Gempa bumi yang mengguncang NTT pada April 2021 lalu telah menimbulkan dampak kerusakan yang signifikan, baik dari segi infrastruktur maupun sosial. Ribuan rumah dilaporkan rusak, fasilitas umum terdampak, dan ratusan ribu warga mengungsi. Situasi ini membutuhkan respons cepat dan terkoordinasi, termasuk dalam hal pembiayaan untuk berbagai kegiatan penanganan darurat hingga pemulihan jangka panjang.
Menkeu Sri Mulyani, yang kerap disapa dengan nama Purbaya dalam konteks pemberitaan ini, menjelaskan bahwa pemerintah telah mengalokasikan Dana Siap Pakai (DSP) untuk bencana alam. Dana ini dikelola oleh Badan Nasional Penanggulangan Bencana (BNPB) dan dapat dicairkan dengan cepat ketika dibutuhkan. Kesiapan dana ini merupakan bagian dari strategi pemerintah dalam menghadapi bencana alam yang kerap terjadi di Indonesia.

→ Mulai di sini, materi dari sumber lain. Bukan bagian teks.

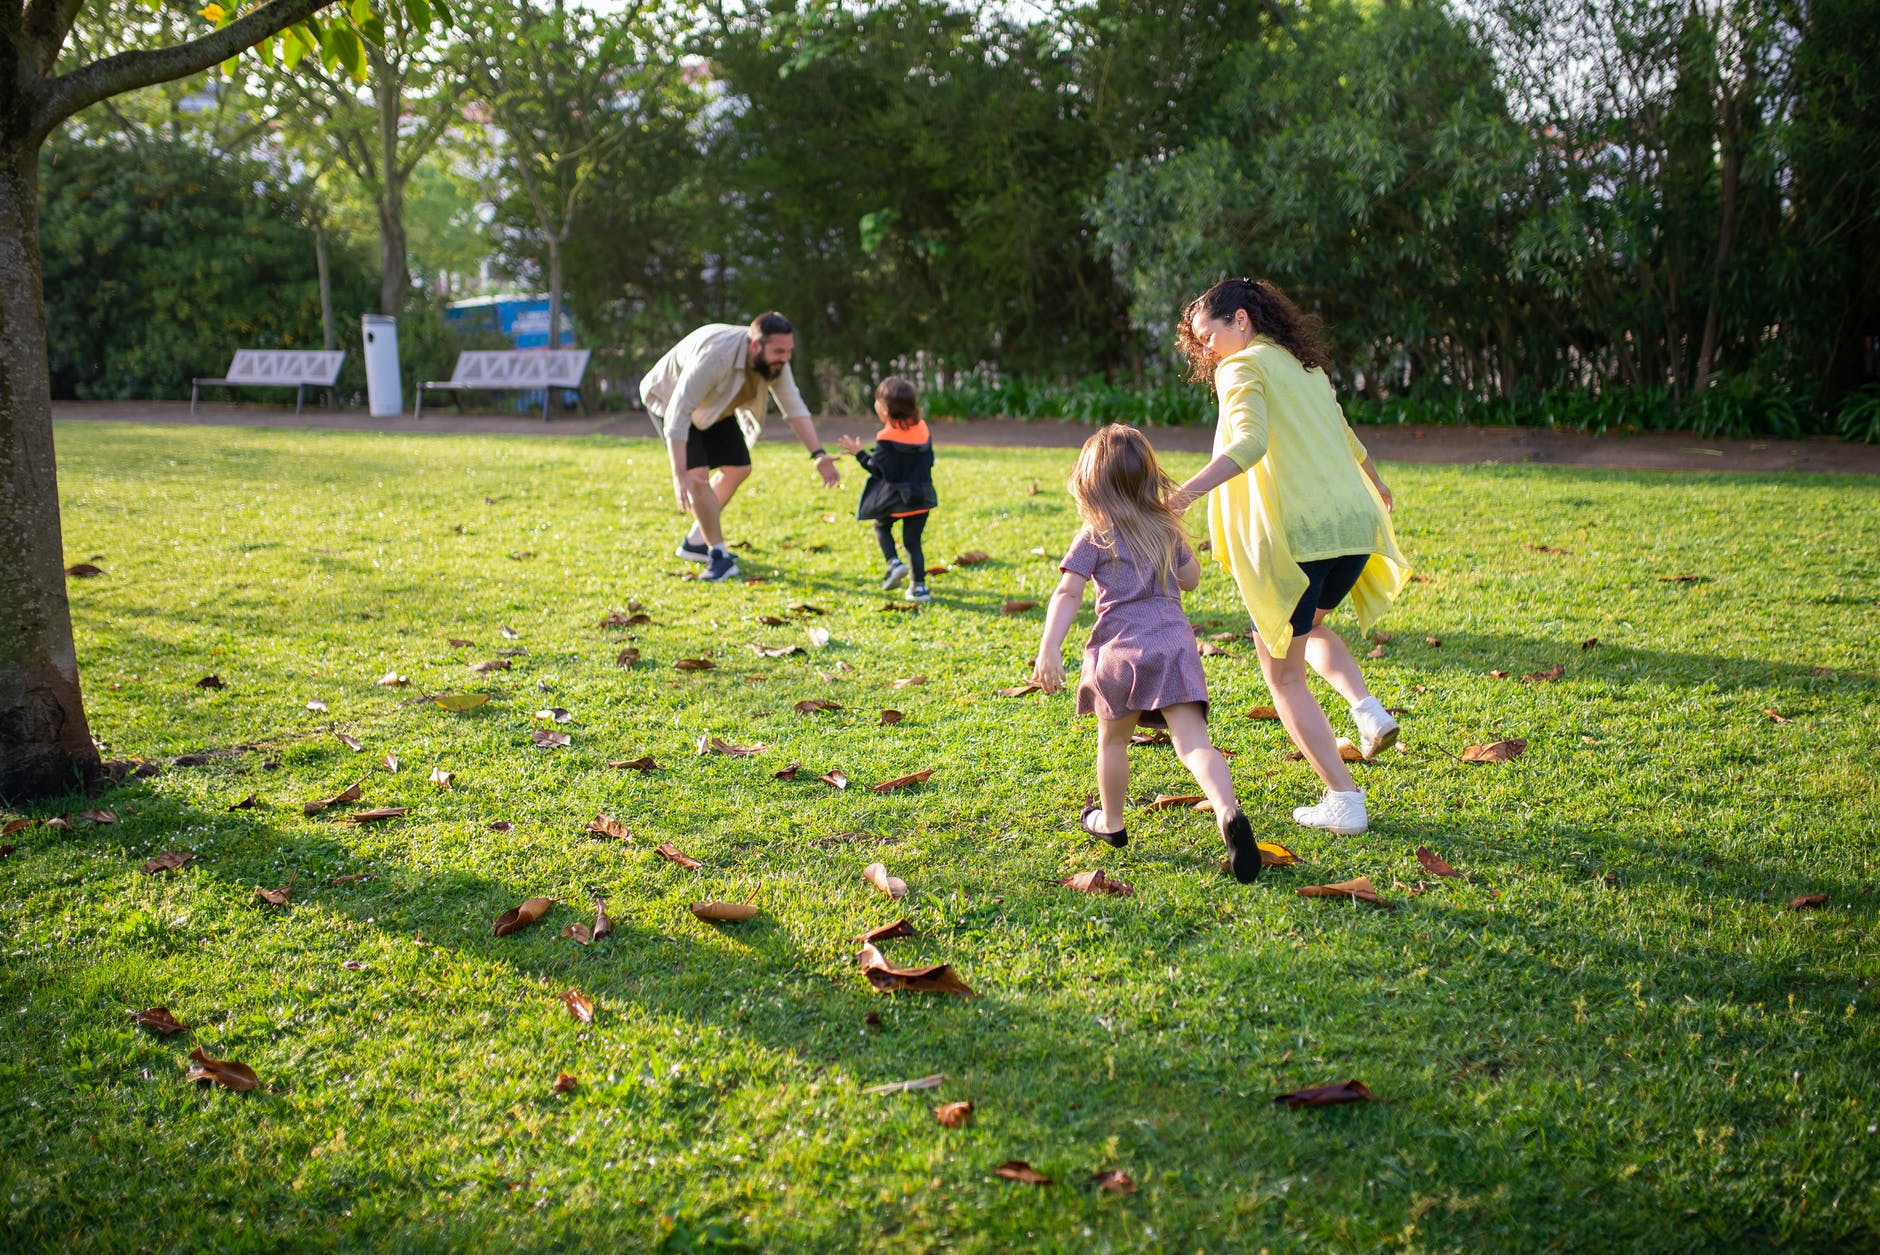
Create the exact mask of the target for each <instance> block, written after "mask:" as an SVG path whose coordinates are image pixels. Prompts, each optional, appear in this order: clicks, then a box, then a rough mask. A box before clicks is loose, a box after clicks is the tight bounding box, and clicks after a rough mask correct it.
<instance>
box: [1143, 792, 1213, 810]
mask: <svg viewBox="0 0 1880 1255" xmlns="http://www.w3.org/2000/svg"><path fill="white" fill-rule="evenodd" d="M1205 800H1207V798H1205V797H1201V795H1199V793H1194V795H1184V797H1173V795H1167V793H1158V795H1156V800H1152V802H1149V806H1145V808H1143V810H1173V808H1175V806H1194V804H1196V802H1205Z"/></svg>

Mekanisme ‘on call’ ini memungkinkan pemerintah untuk merespons kebutuhan mendesak tanpa harus melalui proses birokrasi yang panjang. Dana tersebut dapat digunakan untuk berbagai keperluan, mulai dari bantuan logistik, perbaikan infrastruktur darurat, hingga bantuan perbaikan rumah bagi korban gempa. Ketersediaan dana ini diharapkan dapat mempercepat proses pemulihan dan mengurangi penderitaan masyarakat terdampak.

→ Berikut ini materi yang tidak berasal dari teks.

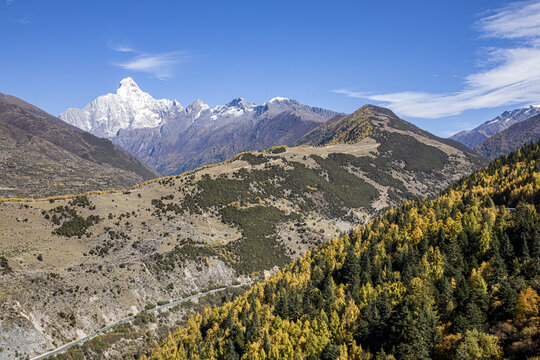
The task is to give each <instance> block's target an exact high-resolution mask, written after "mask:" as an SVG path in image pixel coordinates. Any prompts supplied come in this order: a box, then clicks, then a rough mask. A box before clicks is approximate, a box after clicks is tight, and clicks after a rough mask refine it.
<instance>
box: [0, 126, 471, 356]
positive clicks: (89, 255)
mask: <svg viewBox="0 0 540 360" xmlns="http://www.w3.org/2000/svg"><path fill="white" fill-rule="evenodd" d="M385 131H386V132H387V133H388V134H389V135H388V136H386V137H380V138H379V140H376V139H374V138H372V137H369V136H368V137H365V138H363V139H362V140H360V141H358V142H355V143H352V144H335V145H329V146H317V147H313V146H300V147H285V146H278V147H272V148H269V149H267V150H266V151H261V152H257V151H249V152H245V153H240V154H237V155H236V156H234V157H233V158H231V159H230V160H228V161H225V162H223V163H221V164H217V165H214V166H205V167H202V168H199V169H197V170H195V171H189V172H187V173H184V174H183V175H181V176H169V177H165V178H160V179H154V180H150V181H148V182H146V183H142V184H140V185H138V186H135V187H133V188H131V189H130V190H129V191H125V192H116V193H109V194H101V195H97V194H95V195H87V196H80V197H75V198H70V199H58V200H54V199H52V200H53V201H52V202H51V201H32V202H25V203H21V202H0V229H9V230H4V231H0V254H3V253H5V254H8V257H6V261H5V262H3V260H2V259H1V258H0V266H3V265H2V264H4V263H5V264H7V266H8V267H9V268H10V269H11V271H10V272H9V273H8V274H7V275H5V276H4V284H5V286H6V287H8V288H10V289H11V288H13V289H14V290H13V291H14V292H13V297H5V298H0V309H3V310H2V312H3V313H5V314H8V315H6V316H5V317H4V318H2V319H0V333H2V334H4V338H0V347H2V348H4V351H6V352H7V353H8V354H12V353H14V351H19V352H24V353H25V354H32V355H33V354H36V353H37V354H39V353H40V352H45V351H43V350H46V349H50V348H56V347H57V346H54V345H53V344H52V342H53V341H55V342H56V343H58V344H59V343H67V342H69V341H65V339H70V338H72V337H73V336H75V335H76V334H77V332H80V331H82V332H83V333H92V332H93V331H95V329H98V328H100V327H101V325H102V323H103V322H105V323H114V322H115V320H118V319H122V318H125V317H126V315H127V314H128V313H130V312H138V311H140V310H142V309H144V308H145V307H146V306H147V305H148V304H149V303H157V302H163V301H167V300H168V299H171V298H181V297H183V296H184V295H185V294H189V293H190V292H193V291H201V289H205V288H209V287H212V286H218V285H219V286H227V285H230V284H233V283H235V282H240V283H242V282H247V281H248V280H250V279H251V278H253V277H254V278H258V277H261V278H262V277H265V276H267V275H270V274H272V273H274V272H275V271H277V269H279V268H280V267H282V266H284V265H285V264H288V263H289V262H290V261H291V260H292V259H294V258H297V257H299V256H300V255H301V254H304V253H306V252H307V251H310V250H311V249H313V248H314V247H315V246H316V245H317V244H320V243H322V242H323V241H328V240H331V239H332V238H334V237H335V236H336V235H339V234H340V233H341V232H344V231H348V230H349V229H350V228H351V227H352V226H356V225H358V224H364V223H366V222H367V221H369V220H370V219H371V218H373V217H374V216H376V215H377V214H380V213H381V212H382V211H384V209H386V208H387V207H388V206H391V205H398V204H400V203H401V202H402V201H404V200H405V199H414V198H417V197H419V196H423V195H428V196H434V195H435V194H436V192H437V191H438V190H439V189H441V188H442V187H443V186H445V185H447V184H449V183H451V182H453V181H456V180H457V179H459V178H460V177H461V176H462V175H464V174H468V173H470V172H471V171H473V169H476V168H477V167H478V166H480V164H479V163H478V162H477V161H476V160H474V161H473V160H471V159H470V158H469V156H468V155H467V154H465V153H463V152H461V151H460V150H459V149H457V148H455V147H452V146H450V145H448V144H445V143H442V142H438V141H436V140H434V139H431V138H429V137H427V136H424V135H421V134H417V133H415V132H412V131H409V130H399V129H388V128H386V129H385ZM395 139H398V140H399V141H394V140H395ZM394 154H399V157H398V156H395V155H394ZM26 206H28V207H26ZM17 219H27V220H26V221H21V222H20V221H18V220H17ZM42 239H47V241H43V240H42ZM261 254H264V256H261ZM0 256H1V255H0ZM40 259H41V260H40ZM0 271H1V269H0ZM50 273H54V274H57V275H54V276H52V277H51V276H48V275H43V274H50ZM36 279H37V280H36ZM133 279H137V281H131V280H133ZM41 284H46V286H45V289H44V288H43V286H41ZM21 285H24V286H21ZM76 289H78V290H76ZM111 289H112V291H111ZM36 297H37V298H39V301H33V300H32V298H34V299H36ZM88 298H91V299H92V301H91V302H88V301H87V299H88ZM14 299H17V300H18V301H19V303H15V302H14ZM83 303H84V304H85V306H81V304H83ZM59 313H63V314H67V315H66V316H67V317H64V318H62V317H59V315H58V314H59ZM21 314H24V315H26V316H28V318H30V319H33V318H35V319H37V322H36V323H37V324H39V327H36V325H35V324H36V323H33V322H32V321H29V320H28V318H25V317H24V316H23V315H21ZM182 314H183V313H170V314H168V315H167V316H162V317H160V319H159V320H157V321H158V322H159V324H160V325H159V326H164V327H165V329H170V330H172V329H173V326H175V323H176V321H180V320H181V319H183V318H182V316H183V315H182ZM71 315H73V316H71ZM72 318H73V319H74V320H70V319H72ZM66 319H67V320H66ZM141 321H142V320H141ZM69 323H72V324H73V325H72V326H70V325H69ZM138 324H139V325H137V326H138V329H140V332H137V334H138V335H135V333H133V335H132V337H130V339H134V338H137V339H139V338H140V337H139V336H143V337H144V336H146V335H145V334H147V333H148V331H147V330H148V327H146V326H147V325H145V324H144V323H141V322H138ZM149 326H150V325H149ZM152 326H153V325H152ZM137 331H139V330H137ZM160 334H162V333H160ZM159 336H161V335H159ZM163 336H166V334H164V335H163ZM150 339H153V340H152V341H154V340H155V341H158V340H159V339H158V335H155V337H151V338H150ZM98 340H99V339H98ZM126 341H127V343H126ZM128 343H129V346H128ZM135 345H136V342H135V341H131V340H128V339H122V340H121V341H120V342H119V343H116V342H115V343H114V345H111V348H110V351H109V350H107V351H109V352H108V354H115V355H114V356H115V357H116V358H118V359H123V358H125V357H126V354H129V353H130V352H131V351H136V350H133V349H134V348H133V346H135ZM73 351H78V350H77V349H74V350H73ZM131 353H132V352H131ZM92 354H94V355H92V356H90V355H89V353H85V356H84V357H86V358H94V359H97V358H99V357H100V355H99V354H102V353H93V352H92ZM111 356H112V355H111Z"/></svg>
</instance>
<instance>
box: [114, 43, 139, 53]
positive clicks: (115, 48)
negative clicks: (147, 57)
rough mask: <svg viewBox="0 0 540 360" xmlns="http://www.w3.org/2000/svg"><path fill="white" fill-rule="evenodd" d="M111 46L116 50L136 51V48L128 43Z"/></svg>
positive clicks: (125, 51) (118, 50)
mask: <svg viewBox="0 0 540 360" xmlns="http://www.w3.org/2000/svg"><path fill="white" fill-rule="evenodd" d="M110 47H111V49H113V50H114V51H119V52H136V51H135V49H133V48H131V47H129V46H126V45H122V44H115V45H110Z"/></svg>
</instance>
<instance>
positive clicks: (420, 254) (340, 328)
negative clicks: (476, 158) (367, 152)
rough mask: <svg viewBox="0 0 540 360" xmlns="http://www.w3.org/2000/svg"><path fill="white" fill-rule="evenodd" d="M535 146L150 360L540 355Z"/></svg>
mask: <svg viewBox="0 0 540 360" xmlns="http://www.w3.org/2000/svg"><path fill="white" fill-rule="evenodd" d="M539 170H540V143H537V144H535V145H527V146H525V147H524V148H522V149H521V150H518V151H516V152H513V153H511V154H510V155H508V156H506V157H503V158H500V159H498V160H496V161H494V162H493V163H491V164H490V165H489V166H488V167H487V168H486V169H484V170H482V171H480V172H477V173H475V174H473V175H470V176H468V177H466V178H464V179H463V180H462V181H460V182H459V183H457V184H455V185H454V186H452V187H450V188H449V189H448V190H446V191H445V192H443V193H442V194H441V195H439V196H438V197H437V198H435V199H434V200H431V201H427V200H422V201H416V202H407V203H405V204H404V205H403V206H401V207H399V208H393V209H391V210H389V211H387V212H386V214H385V215H383V216H382V217H380V218H378V219H376V220H374V221H372V222H371V223H370V224H368V225H366V226H362V227H360V228H358V229H357V230H354V231H352V232H351V233H349V234H347V235H345V236H343V237H341V238H339V239H335V240H333V241H331V242H330V243H327V244H325V245H323V246H321V247H319V248H317V249H316V250H315V251H313V252H312V253H308V254H306V255H305V256H303V257H302V258H300V259H297V260H295V261H294V262H293V263H292V264H291V265H289V266H287V267H285V268H284V269H283V270H282V271H281V272H279V273H277V274H276V275H275V276H273V277H272V278H270V279H269V280H267V281H265V282H263V283H260V284H258V285H255V286H253V287H252V289H251V290H249V291H248V292H247V293H245V295H244V296H242V297H240V298H238V299H236V300H235V301H234V302H231V303H227V304H225V305H223V306H222V307H218V308H213V309H208V310H206V311H205V312H204V313H203V314H202V315H197V316H196V317H194V318H192V319H191V320H190V321H189V322H188V323H187V324H186V325H185V327H181V328H179V329H178V330H177V331H176V332H175V333H174V334H171V335H170V336H169V338H168V340H167V341H166V342H165V343H164V344H163V345H162V346H161V347H160V348H158V349H156V350H155V351H154V352H153V353H152V355H150V356H149V358H150V359H240V358H241V359H266V358H268V359H394V358H395V359H429V358H435V359H499V358H502V357H505V358H510V359H526V358H532V357H533V356H535V355H538V354H539V352H540V318H539V302H540V297H539V295H538V292H539V291H540V259H539V256H540V235H539V233H540V218H539V215H538V211H539V202H540V201H539V200H540V193H539V189H540V171H539Z"/></svg>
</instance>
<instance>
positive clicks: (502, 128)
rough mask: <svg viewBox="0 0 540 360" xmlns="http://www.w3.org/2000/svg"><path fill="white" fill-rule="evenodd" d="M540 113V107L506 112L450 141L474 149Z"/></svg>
mask: <svg viewBox="0 0 540 360" xmlns="http://www.w3.org/2000/svg"><path fill="white" fill-rule="evenodd" d="M539 113H540V106H536V105H530V106H526V107H523V108H519V109H515V110H512V111H505V112H503V113H502V114H501V115H499V116H497V117H496V118H494V119H493V120H490V121H486V122H485V123H483V124H482V125H480V126H478V127H476V128H475V129H473V130H470V131H461V132H459V133H457V134H455V135H453V136H451V137H450V139H453V140H456V141H459V142H460V143H462V144H465V145H467V146H468V147H470V148H473V147H475V146H477V145H479V144H480V143H481V142H482V141H484V140H486V139H487V138H489V137H490V136H493V135H495V134H497V133H499V132H501V131H503V130H505V129H507V128H509V127H510V126H512V125H514V124H516V123H519V122H520V121H523V120H526V119H528V118H530V117H531V116H534V115H536V114H539Z"/></svg>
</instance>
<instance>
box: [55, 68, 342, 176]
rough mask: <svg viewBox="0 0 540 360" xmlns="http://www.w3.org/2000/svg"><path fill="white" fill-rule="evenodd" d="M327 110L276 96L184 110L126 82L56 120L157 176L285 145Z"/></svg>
mask: <svg viewBox="0 0 540 360" xmlns="http://www.w3.org/2000/svg"><path fill="white" fill-rule="evenodd" d="M335 115H336V113H335V112H333V111H330V110H325V109H321V108H316V107H311V106H307V105H303V104H300V103H299V102H297V101H295V100H291V99H287V98H282V97H276V98H273V99H271V100H270V101H268V102H266V103H265V104H263V105H257V104H253V103H250V102H249V101H247V100H245V99H242V98H236V99H233V100H232V101H230V102H229V103H227V104H225V105H218V106H216V107H214V108H210V107H209V106H208V105H206V104H205V103H204V102H203V101H202V100H200V99H198V100H196V101H195V102H193V103H192V104H191V105H189V106H187V107H185V108H184V107H183V106H182V105H180V104H179V103H178V102H177V101H175V100H166V99H162V100H156V99H153V98H152V97H151V96H150V95H149V94H147V93H145V92H143V91H142V90H141V89H140V88H139V87H138V86H137V84H135V82H134V81H133V80H132V79H131V78H127V79H124V80H122V81H121V83H120V88H119V89H118V90H117V92H116V93H115V94H107V95H104V96H101V97H98V98H97V99H96V100H94V101H93V102H92V103H90V104H89V105H88V106H86V107H85V108H84V109H82V110H79V109H68V110H67V111H66V112H64V113H63V114H61V115H60V118H61V119H62V120H64V121H66V122H68V123H70V124H72V125H75V126H77V127H79V128H81V129H84V130H87V131H89V132H91V133H93V134H95V135H97V136H102V137H107V138H109V139H111V140H112V141H113V142H115V143H117V144H119V145H121V146H122V147H124V148H125V149H126V150H128V151H129V152H131V153H132V154H134V155H136V156H139V157H140V158H141V159H143V160H144V161H145V162H146V163H148V164H149V165H151V166H153V167H154V168H155V169H157V170H158V172H160V173H161V174H163V175H171V174H179V173H182V172H184V171H186V170H191V169H194V168H196V167H199V166H201V165H206V164H211V163H214V162H219V161H223V160H225V159H227V158H229V157H231V156H233V155H234V154H236V153H238V152H241V151H246V150H262V149H265V148H268V147H271V146H274V145H290V144H292V143H293V142H294V141H296V140H298V139H299V138H300V137H302V136H303V135H304V134H306V133H307V132H309V131H310V130H312V129H314V128H315V127H317V126H318V125H319V124H321V123H322V122H324V121H325V120H327V119H329V118H331V117H333V116H335Z"/></svg>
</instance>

BNPB sendiri telah melakukan berbagai upaya asesmen terhadap kerusakan dan kebutuhan pasca-gempa di NTT. Data yang dihimpun oleh BNPB menjadi dasar dalam mengajukan pencairan dana untuk berbagai program penanganan. Koordinasi antara Kemenkeu, BNPB, dan kementerian/lembaga terkait lainnya menjadi kunci agar penyaluran dana berjalan efektif dan tepat sasaran.
Selain dana APBN, pemerintah juga terus membuka pintu bagi bantuan dari berbagai pihak, baik dari dalam maupun luar negeri. Namun, penegasan Menkeu mengenai kesiapan dana APBN ini menunjukkan komitmen pemerintah untuk menjadi garda terdepan dalam penyediaan sumber daya finansial bagi penanganan bencana.

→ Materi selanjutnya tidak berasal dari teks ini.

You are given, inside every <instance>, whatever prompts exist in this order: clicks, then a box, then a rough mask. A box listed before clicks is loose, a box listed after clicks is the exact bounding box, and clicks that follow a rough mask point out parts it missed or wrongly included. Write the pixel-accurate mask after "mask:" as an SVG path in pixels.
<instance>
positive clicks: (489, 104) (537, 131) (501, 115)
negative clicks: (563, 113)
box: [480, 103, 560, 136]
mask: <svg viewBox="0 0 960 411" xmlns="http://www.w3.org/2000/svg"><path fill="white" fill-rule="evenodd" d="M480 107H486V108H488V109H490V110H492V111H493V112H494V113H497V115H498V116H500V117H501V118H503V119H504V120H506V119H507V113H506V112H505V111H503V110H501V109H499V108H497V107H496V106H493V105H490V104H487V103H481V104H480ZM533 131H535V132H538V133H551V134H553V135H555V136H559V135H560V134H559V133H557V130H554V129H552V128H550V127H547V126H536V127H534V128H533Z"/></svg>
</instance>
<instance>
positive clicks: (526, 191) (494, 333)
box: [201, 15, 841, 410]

Dukungan pembiayaan ini tidak hanya terbatas pada fase tanggap darurat, tetapi juga akan berlanjut pada fase rehabilitasi dan rekonstruksi. Pemerintah berkomitmen untuk membantu masyarakat NTT membangun kembali kehidupan dan infrastruktur yang rusak akibat gempa, sehingga wilayah tersebut dapat pulih sepenuhnya.
Ke depan, pemantauan terhadap realisasi penggunaan dana dan efektivitas program penanganan gempa NTT akan terus dilakukan. Hal ini penting untuk memastikan akuntabilitas dan transparansi dalam pengelolaan anggaran bencana, serta untuk mengevaluasi kesiapan sistem penanganan bencana nasional secara keseluruhan.